Allorecognition of DR1 by T cells from a DR4/DRw13 responder mimics self-restricted recognition of endogenous peptides.

Abstract

Coculture of a series of anti-DR1Dw1 alloreactive human T-cell clones with autologous (DR4Dw4/DRw13Dw19) antigen-presenting cells and a series of recall antigens revealed that two of four clones tested proliferated in response to Candida albicans. One was restricted by DR4Dw4 and the other was restricted by DRw13Dw19. These results provide further evidence that many alloreactive T cells have a primary self-restricted specificity and cross-react on allogeneic major histocompatibility complex products. Structural comparison of the responder and stimulator DR molecules for these clones revealed that the regions predicted to contact the T cells' receptor, and thereby to determine self-restriction, are identical in sequence for DR4Dw4 and DR1Dw1 and differ by one residue between DRw13Dw19 and DR1Dw1. The DR beta residues that differ between responder, DR4Dw4 and DR13Dw19, and stimulator, DR1Dw1, are predicted to contribute to antigen binding.
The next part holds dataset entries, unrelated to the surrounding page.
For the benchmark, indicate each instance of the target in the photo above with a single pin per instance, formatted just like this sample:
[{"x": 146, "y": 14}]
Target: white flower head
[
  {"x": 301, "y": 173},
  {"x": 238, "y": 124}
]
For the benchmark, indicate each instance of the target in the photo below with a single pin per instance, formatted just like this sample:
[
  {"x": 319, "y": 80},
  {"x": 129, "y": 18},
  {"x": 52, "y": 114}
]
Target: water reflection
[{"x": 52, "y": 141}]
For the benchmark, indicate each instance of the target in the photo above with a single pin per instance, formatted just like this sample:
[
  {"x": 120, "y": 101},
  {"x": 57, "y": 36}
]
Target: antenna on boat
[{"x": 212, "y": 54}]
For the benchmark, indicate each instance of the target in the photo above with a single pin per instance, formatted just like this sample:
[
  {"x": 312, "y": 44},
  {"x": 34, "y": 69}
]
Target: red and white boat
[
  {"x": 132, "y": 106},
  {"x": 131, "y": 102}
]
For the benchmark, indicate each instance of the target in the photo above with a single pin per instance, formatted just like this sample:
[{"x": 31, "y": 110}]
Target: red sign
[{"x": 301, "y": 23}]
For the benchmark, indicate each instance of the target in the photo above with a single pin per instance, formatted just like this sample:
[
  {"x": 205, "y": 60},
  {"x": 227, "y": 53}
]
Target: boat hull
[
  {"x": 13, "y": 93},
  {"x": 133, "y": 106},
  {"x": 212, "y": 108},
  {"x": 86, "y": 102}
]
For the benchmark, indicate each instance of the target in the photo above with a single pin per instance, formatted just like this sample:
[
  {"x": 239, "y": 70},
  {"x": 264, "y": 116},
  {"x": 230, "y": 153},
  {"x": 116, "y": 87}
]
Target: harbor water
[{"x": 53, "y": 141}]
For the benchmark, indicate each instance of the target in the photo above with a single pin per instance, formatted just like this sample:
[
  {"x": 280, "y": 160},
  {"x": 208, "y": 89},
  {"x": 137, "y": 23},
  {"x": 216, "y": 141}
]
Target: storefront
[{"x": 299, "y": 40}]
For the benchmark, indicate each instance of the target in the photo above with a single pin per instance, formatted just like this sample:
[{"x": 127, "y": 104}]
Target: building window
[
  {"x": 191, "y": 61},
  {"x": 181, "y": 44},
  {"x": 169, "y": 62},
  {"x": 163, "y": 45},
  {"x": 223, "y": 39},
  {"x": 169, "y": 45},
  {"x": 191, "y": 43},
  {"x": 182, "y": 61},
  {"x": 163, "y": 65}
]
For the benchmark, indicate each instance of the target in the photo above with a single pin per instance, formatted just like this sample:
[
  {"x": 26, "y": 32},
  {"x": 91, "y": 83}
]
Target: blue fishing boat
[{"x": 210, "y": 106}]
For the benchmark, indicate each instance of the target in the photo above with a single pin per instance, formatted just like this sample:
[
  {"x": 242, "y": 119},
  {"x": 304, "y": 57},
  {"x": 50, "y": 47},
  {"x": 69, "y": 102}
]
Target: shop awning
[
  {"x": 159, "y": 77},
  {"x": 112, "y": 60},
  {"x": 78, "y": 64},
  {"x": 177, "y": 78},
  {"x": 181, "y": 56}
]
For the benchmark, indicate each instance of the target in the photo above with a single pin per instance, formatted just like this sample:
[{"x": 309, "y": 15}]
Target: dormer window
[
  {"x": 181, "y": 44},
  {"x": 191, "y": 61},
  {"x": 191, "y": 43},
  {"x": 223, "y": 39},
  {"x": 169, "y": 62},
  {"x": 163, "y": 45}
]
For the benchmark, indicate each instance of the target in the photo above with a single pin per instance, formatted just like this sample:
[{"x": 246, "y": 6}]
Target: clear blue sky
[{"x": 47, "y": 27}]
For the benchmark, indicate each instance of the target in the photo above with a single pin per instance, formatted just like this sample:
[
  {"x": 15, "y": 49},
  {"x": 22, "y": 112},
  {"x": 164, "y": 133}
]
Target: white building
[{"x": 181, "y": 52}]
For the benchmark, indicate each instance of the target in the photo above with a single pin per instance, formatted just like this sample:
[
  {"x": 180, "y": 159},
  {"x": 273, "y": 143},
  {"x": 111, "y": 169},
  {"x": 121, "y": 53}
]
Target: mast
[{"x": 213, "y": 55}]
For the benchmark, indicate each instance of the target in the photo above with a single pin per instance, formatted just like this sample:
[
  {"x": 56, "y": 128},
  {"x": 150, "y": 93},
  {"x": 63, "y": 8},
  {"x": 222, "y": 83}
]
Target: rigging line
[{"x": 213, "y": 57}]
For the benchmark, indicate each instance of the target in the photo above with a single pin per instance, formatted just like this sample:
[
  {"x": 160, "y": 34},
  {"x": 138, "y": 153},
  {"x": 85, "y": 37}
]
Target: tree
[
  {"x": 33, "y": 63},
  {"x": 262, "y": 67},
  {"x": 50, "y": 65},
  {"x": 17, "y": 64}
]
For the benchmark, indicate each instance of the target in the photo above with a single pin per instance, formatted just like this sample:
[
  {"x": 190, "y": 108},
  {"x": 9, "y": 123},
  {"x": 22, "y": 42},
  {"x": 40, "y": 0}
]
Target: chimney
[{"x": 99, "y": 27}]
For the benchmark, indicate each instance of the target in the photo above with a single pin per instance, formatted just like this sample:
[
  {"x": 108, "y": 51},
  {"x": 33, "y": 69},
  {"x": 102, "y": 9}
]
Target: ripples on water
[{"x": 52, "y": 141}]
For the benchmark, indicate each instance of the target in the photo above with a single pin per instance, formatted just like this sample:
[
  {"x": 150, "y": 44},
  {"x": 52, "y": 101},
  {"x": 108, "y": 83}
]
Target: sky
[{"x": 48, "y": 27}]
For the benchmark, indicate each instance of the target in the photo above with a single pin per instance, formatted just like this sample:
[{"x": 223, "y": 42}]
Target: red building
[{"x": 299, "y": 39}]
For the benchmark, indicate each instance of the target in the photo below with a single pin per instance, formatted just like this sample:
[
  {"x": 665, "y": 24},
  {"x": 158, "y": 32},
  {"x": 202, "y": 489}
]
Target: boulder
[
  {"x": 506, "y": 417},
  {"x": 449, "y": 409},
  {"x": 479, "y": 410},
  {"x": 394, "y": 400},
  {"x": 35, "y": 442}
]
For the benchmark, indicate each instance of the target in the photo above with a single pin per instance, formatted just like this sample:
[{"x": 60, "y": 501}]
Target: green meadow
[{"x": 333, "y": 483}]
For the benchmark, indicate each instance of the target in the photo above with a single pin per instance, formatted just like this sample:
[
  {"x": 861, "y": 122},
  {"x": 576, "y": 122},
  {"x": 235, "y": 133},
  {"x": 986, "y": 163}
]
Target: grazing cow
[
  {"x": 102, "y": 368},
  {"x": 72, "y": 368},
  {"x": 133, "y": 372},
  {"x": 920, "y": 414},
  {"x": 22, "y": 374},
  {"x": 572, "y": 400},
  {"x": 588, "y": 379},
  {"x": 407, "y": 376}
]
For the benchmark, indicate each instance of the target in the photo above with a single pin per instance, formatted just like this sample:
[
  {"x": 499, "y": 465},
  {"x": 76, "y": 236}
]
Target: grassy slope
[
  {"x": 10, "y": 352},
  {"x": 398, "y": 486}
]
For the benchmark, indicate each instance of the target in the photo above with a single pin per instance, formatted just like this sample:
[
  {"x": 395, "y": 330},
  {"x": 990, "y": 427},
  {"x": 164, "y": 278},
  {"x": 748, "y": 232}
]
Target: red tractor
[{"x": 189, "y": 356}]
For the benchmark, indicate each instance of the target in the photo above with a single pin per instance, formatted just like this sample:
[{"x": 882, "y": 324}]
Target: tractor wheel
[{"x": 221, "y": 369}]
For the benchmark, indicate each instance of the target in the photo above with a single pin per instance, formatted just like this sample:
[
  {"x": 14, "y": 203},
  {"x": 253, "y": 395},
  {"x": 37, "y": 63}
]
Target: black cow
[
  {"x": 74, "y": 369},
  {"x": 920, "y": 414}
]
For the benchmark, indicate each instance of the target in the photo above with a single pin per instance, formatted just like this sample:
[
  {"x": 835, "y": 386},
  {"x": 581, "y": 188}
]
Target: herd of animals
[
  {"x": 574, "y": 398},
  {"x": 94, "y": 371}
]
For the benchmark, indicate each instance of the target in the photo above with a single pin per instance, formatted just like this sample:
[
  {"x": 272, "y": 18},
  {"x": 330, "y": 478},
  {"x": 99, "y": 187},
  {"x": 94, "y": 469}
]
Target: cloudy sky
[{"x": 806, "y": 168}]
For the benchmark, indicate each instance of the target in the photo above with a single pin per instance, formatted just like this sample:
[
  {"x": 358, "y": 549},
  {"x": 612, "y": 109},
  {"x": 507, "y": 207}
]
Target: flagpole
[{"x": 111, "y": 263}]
This implies that these anti-DR1 T cells may be specific for endogenous peptides that are bound by DR1 and not by the responder DR products, seen in a self-restricted manner. These T-cell clones also cross-reacted on DR4Dw13 and DRw14Dw16 molecules and on a human/murine hybrid class II dimer DR1 beta/I-E alpha. These reactions are discussed in terms of self-restricted peptide recognition. Thus these data suggest that in certain responder/stimulator combinations allorecognition may resemble self-restricted recognition of fragments of endogenous antigens that are bound by stimulator but not by responder major histocompatibility complex products.